How do they feel now that their leader’s golden hour is over? “We were caught between a rock and hard place when the coalition was elected, and whatever we had done would have been wrong,” says Harry, shrugging.
Read the full piece (and see if you can spot a future Prime Minister) here.
11 Comments
I think what the journalist meant to write is that Maelo Manning has 120 followers on Twitter using the handle Libdemchild, not 120,000!
I think Maelo Manning has a great blog and I would be fascinated to see her progress. I like her ambition to get into ethical investment banking.
I agree with Geoffrey – Maelo Manning can teach many older bloggers a thing or two about making an argument rather than just a rant. I was very impressed both times I heard her speak at Conference.
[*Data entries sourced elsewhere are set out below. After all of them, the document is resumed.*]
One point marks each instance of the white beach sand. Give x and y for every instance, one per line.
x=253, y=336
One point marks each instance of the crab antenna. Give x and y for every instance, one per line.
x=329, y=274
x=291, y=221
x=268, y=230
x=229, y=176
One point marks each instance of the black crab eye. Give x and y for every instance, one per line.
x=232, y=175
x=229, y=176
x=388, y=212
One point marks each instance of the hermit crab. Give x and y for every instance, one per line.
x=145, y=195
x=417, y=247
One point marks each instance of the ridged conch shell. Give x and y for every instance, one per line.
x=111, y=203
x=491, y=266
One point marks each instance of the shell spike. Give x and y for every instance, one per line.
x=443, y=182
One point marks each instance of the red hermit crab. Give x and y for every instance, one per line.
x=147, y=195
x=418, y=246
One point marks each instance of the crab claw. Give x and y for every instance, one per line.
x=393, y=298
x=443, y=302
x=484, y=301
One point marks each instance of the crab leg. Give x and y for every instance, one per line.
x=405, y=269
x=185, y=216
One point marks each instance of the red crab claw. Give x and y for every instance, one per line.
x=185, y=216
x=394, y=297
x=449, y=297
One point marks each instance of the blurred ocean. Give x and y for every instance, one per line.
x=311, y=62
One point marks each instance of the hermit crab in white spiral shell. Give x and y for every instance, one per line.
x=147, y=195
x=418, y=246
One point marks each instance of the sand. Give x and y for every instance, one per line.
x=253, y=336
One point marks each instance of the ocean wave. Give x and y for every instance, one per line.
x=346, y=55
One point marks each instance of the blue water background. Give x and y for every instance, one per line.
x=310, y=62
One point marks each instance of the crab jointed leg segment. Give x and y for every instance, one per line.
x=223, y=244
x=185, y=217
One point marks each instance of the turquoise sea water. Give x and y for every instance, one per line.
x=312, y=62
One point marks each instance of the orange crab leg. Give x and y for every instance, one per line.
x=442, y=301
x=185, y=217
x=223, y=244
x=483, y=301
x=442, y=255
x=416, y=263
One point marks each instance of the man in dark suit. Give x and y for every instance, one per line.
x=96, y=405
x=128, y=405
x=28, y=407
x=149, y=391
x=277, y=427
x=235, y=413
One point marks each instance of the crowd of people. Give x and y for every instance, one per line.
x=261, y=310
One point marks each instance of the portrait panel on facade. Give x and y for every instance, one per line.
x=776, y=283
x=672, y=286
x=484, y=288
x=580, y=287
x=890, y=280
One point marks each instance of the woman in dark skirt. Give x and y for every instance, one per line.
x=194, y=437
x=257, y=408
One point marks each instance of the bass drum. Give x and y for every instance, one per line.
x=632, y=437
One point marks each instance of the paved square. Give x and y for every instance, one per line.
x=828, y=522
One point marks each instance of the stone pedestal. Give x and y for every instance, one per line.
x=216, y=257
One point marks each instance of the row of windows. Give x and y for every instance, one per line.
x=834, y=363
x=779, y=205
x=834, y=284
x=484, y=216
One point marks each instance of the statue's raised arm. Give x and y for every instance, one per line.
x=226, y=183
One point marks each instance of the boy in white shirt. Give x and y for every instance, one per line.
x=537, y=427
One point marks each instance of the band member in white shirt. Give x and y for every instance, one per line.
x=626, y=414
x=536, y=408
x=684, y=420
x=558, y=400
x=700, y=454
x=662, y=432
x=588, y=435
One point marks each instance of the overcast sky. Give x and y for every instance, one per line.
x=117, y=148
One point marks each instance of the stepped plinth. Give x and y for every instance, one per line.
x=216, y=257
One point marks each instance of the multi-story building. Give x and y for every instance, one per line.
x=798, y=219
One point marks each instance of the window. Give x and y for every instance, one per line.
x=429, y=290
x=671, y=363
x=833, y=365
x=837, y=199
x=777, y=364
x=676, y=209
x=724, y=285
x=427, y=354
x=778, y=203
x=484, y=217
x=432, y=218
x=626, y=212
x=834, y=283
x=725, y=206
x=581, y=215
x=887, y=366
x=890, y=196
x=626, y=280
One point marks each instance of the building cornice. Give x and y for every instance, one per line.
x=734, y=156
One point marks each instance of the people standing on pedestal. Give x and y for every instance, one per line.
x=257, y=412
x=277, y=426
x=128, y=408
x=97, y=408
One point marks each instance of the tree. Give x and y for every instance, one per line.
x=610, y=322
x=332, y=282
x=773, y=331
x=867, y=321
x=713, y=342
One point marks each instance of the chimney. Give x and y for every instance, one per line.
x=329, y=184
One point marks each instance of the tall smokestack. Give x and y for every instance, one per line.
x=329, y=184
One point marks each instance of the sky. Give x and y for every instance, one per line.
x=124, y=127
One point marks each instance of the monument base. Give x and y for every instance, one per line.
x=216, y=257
And yes, I think the curse of the Grauniad has clearly struck again regarding her number of followers!
Frankly if any of them – red, yellow or blue – end up in power then it will be a bad thing. We need far fewer politicians from inside the politics bubble and more from outside.
“fewer politicians from inside the politics bubble”
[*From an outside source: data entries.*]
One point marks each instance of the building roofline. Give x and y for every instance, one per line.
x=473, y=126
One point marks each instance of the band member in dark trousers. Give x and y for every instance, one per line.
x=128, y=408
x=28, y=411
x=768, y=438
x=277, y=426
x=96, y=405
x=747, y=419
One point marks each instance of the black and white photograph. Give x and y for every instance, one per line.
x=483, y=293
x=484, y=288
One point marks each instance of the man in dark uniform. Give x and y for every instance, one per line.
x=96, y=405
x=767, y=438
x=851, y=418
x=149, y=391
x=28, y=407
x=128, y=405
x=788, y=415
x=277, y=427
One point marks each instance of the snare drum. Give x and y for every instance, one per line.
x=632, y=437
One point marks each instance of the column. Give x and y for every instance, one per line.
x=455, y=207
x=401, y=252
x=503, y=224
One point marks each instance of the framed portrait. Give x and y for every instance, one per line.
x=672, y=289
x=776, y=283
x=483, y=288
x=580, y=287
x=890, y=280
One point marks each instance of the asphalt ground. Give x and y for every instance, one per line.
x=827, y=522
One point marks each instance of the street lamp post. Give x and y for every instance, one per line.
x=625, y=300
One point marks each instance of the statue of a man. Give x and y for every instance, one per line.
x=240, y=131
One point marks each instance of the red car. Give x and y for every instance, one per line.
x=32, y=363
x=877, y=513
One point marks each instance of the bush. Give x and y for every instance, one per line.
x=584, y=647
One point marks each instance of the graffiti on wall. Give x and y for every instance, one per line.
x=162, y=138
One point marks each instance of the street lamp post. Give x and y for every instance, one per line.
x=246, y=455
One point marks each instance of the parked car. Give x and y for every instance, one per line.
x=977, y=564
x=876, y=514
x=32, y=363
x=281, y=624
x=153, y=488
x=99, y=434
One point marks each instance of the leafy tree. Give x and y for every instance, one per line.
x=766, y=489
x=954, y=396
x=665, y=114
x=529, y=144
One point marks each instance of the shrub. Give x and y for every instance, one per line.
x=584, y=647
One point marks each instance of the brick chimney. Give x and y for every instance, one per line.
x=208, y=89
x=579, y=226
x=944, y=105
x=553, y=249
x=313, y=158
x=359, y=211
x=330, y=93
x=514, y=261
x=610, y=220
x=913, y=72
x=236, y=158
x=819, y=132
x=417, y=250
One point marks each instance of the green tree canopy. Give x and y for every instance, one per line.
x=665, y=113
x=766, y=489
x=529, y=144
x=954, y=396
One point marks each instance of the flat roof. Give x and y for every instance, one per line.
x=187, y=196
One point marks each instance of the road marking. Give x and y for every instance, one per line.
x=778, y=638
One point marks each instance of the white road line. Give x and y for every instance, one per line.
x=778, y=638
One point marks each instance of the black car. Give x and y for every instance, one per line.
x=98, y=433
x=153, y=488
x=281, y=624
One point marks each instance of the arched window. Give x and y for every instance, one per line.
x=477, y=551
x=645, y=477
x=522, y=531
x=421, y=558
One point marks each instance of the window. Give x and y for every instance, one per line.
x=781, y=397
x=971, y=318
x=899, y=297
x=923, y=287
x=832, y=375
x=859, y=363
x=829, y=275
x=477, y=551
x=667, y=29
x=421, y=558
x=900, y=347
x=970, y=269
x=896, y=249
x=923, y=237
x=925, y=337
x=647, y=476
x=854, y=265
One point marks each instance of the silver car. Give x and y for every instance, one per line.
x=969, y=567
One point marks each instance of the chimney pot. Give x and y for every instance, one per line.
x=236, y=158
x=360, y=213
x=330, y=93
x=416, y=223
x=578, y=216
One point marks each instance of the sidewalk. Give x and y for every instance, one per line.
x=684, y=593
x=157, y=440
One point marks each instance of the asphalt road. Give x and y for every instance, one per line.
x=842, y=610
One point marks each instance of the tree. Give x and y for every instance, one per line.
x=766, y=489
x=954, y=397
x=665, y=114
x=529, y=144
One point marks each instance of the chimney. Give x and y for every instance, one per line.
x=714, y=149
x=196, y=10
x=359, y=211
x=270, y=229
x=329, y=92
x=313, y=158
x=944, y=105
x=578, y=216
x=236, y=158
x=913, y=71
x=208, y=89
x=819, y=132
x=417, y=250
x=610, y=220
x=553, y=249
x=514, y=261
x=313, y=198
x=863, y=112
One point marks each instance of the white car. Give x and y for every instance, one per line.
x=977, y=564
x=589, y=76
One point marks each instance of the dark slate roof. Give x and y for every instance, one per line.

what does this mean? politicians who know and care nothing about politics?
Great, how about more bankers from outside the banking bubble too, more teachers from outside the teaching bubble, more doctors from outside the doctoring bubble!
I knew there would be at least one commenter coming here and talking down passionate young people who care about the future of this country. We should be happy that all of them – not just the members from Liberal Youth – are interested in politics and aren’t afraid to speak out!
I wasn’t talking down new talent – but I think that talent would be better placed if it cleared off and spent it’s 20 and early 30 in Engineering. Or Nursing. Or Teaching. Or whatever. To have their corners knocked off a little bit and to learn one of the nations major industries from a practical standpoint.
@CC
I could understand if you really meant society would be the better for it if politicians more regularly escaped the hermetically-sealed world of westminster to gain a wider perspective, but to reverse that logic and suggest it’d be better if politicians were less able to negotiate the corridors of power on the one hand and that all politicians should be cut from the same cloth on the other strikes me as bizarre.
Nevertheless I cannot disagree strongly enough that prior experience of another area of life followed by droning on about former glories is in any way as advantageous to contemporary debate as maintaining links with the outside world and continually updating ones experience to learn about latest developments and show continual personal growth.
However it’s important to highlight the difference so early bloomers don’t fall into the trap of becoming self-satisfied and arrogant. Ignorance, lack of plurality and complacency are three different charges which could fairly be directed at many of the current parliamentary membership. It doesn’t help anyone to conflate or misidentify these different problems.
We want savvy operators capable of bringing a variety of relevant skill sets to work in combination.
I wish these guys well and I’m sure they are all very talented. I am quite sure that none of them will share the same fate as the stars of that famous 1960s Time Magazine “Britain’s future leaders” article, which is renowned for, among other things, saying that Hugh Dykes would be Prime Minister.
@ CC and Oranjepan
It seems these kids largely have the right idea anyway. Take this quote from the Observer article:
“The kids are keen to emphasise the words “one day”. David Cameron may be the youngest prime minister in Britain for 200 years, but there is apparently nothing cool about being a “career politician”. “You’ve got to be able to bring some life experience to politics,” one of them says.”
This Amanda sounds like she has great Promise!